E’ ‘questo, in sintesi, l’appello che le associazioni aderenti a Concord Italia e le organizzazioni europee della società civile, impegnate sui temi dello sviluppo e dell’immigrazione, hanno inviato al Consiglio Europeo con una lettera indirizzata ai Capi di Stato europei.  Nella lettera si chiede che “i leader mondiali affinché si impegnino ad affrontare povertà, disuguaglianze, conflitti e cambiamenti climatici, a facilitare una migrazione sicura, regolare e responsabile e ad assicurare il pieno rispetto per i diritti umani e un trattamento umano per i migranti, a prescindere dal loro status, così come previsto dalla Agenda 2030 sottoscritta solo un anno fa”.

Le associazioni firmatarie, tra cui COSPE, definiscono inaccettabile e contraria ai più basilari principi della cooperazione allo sviluppo la condizione, posta dalla Commissione Europea nel documento Nuovo quadro di partenariato dell’Unione Europea con i paesi terzi, con cui si lega “la performance dei paesi (i primi sono Etiopia, Niger e Mali) nel controllare i flussi migratori” ai “volumi europei di aiuti allo sviluppo” minacciando “conseguenze” per chi non coopera.

L’accordo Ue-Turchia, a cui si ispira questo Nuovo quadro e sarà oggetto di valutazione dei Capi di Stato durante l’incontro, non solo ha fallito come misura preventiva in relazione alle morti nel Mediterraneo (ad oggi 1000 in più rispetto allo stesso periodo del 2015), ma ha permesso anche che in Grecia 60.000 persone fossero rinchiuse in centri di detenzione o in posti comunque non attrezzati all’accoglienza, come magazzini o edifici abbandonati, luoghi ove le condizioni violano qualsiasi standard umanitario.

La rotta del Mediterraneo centrale è tornata ad essere il canale principale per raggiungere l’Europa, ma anche la tomba per migliaia di migranti. Salvare vite è ufficialmente una priorità del nuovo accordo di partenariato, ma è evidentemente inefficace.

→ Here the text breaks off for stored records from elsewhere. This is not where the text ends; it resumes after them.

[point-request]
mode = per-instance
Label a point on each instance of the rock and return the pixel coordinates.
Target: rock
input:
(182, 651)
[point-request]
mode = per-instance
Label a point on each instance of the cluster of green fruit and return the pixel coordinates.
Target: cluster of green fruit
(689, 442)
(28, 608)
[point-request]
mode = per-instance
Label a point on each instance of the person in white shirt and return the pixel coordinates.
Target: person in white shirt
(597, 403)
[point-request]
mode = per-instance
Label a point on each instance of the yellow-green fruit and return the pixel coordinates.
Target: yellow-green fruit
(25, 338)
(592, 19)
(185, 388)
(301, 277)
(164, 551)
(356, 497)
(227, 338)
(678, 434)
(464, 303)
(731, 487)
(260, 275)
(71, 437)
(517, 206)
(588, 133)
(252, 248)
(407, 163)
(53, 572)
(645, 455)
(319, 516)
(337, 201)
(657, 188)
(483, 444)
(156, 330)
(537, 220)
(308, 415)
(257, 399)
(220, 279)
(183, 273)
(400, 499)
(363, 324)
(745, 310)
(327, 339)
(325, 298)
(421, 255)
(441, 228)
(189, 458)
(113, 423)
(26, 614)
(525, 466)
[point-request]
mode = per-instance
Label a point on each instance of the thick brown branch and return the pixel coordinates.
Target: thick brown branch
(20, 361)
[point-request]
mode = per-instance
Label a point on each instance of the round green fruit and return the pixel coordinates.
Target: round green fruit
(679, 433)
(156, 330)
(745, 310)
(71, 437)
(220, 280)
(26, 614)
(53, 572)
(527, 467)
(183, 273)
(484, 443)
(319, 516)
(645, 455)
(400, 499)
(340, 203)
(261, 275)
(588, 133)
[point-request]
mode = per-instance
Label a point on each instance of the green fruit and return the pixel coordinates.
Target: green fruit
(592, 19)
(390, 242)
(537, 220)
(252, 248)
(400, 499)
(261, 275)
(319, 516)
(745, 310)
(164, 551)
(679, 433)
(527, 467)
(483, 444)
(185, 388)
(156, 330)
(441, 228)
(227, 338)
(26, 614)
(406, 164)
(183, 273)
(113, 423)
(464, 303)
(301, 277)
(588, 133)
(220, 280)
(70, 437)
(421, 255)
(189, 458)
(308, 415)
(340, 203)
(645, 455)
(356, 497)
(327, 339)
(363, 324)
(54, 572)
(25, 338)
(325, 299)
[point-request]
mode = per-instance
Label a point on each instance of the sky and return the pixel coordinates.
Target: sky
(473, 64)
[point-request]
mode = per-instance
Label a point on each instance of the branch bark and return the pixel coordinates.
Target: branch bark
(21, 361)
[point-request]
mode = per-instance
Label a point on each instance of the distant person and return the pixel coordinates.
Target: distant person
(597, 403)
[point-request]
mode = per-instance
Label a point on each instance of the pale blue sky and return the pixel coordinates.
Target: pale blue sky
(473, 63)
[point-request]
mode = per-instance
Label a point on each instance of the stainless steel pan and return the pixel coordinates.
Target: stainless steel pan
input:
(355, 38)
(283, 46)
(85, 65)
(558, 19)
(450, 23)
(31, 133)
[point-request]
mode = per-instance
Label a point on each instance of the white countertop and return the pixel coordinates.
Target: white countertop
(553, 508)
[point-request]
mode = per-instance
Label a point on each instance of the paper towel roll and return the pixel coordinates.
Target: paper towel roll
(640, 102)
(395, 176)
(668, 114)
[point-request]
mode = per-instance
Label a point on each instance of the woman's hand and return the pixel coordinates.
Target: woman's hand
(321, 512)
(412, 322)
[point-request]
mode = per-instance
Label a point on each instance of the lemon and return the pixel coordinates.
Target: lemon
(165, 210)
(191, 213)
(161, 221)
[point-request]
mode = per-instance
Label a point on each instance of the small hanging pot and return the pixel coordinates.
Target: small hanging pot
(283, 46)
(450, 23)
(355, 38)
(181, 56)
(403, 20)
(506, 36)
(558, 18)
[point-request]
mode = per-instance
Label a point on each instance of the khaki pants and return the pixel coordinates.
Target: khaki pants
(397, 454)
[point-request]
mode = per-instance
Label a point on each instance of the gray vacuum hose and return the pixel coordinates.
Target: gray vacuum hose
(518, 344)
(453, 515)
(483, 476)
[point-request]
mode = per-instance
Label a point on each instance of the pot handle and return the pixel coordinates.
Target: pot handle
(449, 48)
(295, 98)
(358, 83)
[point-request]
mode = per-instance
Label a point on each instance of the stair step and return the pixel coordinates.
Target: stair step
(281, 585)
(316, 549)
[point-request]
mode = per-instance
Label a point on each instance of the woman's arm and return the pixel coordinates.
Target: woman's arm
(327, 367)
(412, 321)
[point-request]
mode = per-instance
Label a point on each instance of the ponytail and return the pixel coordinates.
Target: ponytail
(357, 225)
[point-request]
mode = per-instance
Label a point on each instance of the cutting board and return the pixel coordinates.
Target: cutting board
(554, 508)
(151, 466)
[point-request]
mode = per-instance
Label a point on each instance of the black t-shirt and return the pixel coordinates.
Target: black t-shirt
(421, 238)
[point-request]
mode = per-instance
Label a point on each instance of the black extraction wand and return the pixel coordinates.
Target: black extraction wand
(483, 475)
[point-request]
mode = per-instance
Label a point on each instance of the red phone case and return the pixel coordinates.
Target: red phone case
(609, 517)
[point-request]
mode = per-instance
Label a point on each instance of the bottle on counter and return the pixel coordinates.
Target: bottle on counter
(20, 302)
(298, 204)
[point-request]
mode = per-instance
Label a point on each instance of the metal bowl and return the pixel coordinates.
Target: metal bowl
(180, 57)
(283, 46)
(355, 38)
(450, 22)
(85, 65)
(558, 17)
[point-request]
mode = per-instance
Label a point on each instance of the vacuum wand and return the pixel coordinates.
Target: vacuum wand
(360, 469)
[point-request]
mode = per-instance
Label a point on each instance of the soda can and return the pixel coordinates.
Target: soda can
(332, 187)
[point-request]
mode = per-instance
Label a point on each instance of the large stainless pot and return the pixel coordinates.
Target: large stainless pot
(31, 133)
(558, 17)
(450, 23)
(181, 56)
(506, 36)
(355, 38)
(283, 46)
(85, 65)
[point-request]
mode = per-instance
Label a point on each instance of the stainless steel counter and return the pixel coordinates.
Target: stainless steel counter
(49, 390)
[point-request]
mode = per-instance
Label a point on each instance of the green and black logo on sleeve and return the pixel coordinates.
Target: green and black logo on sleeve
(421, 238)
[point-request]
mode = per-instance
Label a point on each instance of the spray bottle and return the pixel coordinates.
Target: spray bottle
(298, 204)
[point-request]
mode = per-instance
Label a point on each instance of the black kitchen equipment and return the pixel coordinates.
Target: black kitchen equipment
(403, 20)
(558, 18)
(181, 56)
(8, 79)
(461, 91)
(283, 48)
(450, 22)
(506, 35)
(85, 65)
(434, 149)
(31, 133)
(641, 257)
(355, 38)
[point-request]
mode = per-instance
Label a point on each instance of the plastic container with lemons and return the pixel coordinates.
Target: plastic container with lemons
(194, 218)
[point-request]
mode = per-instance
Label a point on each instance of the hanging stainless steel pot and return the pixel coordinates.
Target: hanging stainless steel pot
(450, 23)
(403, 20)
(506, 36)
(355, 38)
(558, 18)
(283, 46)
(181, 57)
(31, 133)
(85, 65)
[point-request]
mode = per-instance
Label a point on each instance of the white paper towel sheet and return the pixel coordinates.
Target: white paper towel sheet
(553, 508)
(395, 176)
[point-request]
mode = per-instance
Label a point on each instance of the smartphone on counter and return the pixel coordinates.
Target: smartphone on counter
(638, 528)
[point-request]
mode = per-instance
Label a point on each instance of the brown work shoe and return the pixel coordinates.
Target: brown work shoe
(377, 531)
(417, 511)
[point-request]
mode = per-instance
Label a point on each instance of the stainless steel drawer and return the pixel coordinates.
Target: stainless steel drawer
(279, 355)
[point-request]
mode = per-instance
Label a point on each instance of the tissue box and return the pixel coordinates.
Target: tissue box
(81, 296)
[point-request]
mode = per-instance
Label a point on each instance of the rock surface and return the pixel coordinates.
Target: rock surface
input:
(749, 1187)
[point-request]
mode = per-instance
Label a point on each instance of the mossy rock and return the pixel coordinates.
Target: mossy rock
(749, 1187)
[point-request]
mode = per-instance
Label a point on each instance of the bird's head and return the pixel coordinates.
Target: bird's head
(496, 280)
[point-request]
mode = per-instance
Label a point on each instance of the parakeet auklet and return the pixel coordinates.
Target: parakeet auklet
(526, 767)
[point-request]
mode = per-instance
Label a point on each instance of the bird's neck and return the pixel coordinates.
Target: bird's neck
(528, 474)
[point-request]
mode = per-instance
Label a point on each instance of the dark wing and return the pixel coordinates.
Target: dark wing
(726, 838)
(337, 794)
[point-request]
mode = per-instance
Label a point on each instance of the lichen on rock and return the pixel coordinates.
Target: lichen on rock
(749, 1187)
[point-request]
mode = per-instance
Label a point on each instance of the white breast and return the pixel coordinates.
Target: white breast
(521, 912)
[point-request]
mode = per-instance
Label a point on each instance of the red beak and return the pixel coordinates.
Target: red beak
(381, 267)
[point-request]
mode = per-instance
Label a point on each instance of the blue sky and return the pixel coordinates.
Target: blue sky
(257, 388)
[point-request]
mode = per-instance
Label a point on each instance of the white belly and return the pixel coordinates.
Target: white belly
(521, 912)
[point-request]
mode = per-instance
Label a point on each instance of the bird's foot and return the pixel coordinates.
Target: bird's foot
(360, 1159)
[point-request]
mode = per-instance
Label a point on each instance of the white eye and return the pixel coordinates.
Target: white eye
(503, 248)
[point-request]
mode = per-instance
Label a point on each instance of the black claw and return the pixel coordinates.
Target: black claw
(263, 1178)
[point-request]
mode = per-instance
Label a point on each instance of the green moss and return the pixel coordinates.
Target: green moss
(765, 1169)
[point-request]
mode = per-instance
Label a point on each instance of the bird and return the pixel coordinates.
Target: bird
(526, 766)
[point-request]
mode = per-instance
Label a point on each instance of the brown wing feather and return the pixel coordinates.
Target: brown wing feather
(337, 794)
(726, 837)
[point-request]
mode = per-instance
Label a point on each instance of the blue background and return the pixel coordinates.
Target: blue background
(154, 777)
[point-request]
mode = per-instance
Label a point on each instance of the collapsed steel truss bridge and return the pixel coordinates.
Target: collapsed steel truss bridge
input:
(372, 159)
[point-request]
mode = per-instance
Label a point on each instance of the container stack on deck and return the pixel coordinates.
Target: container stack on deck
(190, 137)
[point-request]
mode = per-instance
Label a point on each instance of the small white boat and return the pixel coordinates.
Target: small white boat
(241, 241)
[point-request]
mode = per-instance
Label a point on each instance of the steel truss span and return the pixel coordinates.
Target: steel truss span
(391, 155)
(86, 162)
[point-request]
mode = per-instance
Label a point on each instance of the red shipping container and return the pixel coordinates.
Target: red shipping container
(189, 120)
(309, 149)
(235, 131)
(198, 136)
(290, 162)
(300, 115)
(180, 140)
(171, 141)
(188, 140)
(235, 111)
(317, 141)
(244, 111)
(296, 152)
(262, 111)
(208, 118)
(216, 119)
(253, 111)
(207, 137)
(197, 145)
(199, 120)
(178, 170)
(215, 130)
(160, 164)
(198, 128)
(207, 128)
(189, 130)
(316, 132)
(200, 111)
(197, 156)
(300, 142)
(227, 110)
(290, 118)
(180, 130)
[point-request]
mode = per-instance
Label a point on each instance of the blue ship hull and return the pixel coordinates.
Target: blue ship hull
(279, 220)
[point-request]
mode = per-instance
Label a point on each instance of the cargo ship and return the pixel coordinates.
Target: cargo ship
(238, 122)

Il Summit è un’opportunità per l’Unione Europea di cambiare rotta. Al momento invece l’Unione e i suoi Stati membri seguitano a stringere accordi con paesi in cui la situazione dei diritti umani è preoccupante, se non drammatica. Nella lettera le organizzazioni evidenziano ad esempio le criticità dell’accordo stipulato tra Unione Europea e Afghanistan per accelerare le procedure di riammissione ed i ritorni forzati di cittadini afghani. Il testo ha gravi difetti, il più evidente dei quali è che l’Afghanistan non è un paese sicuro: vaste aree di questo Paese sono ancora sotto il controllo dei Talebani, quasi tutte le province sono teatro di scontri armati e ci sono circa un milione di sfollati interni.

Il documento, infine, si chiude con la richiesta all’Unione Europea di affrontare le profonde disuguaglianze locali e globali, concentrando gli sforzi sulla costruzione della pace e della giustizia.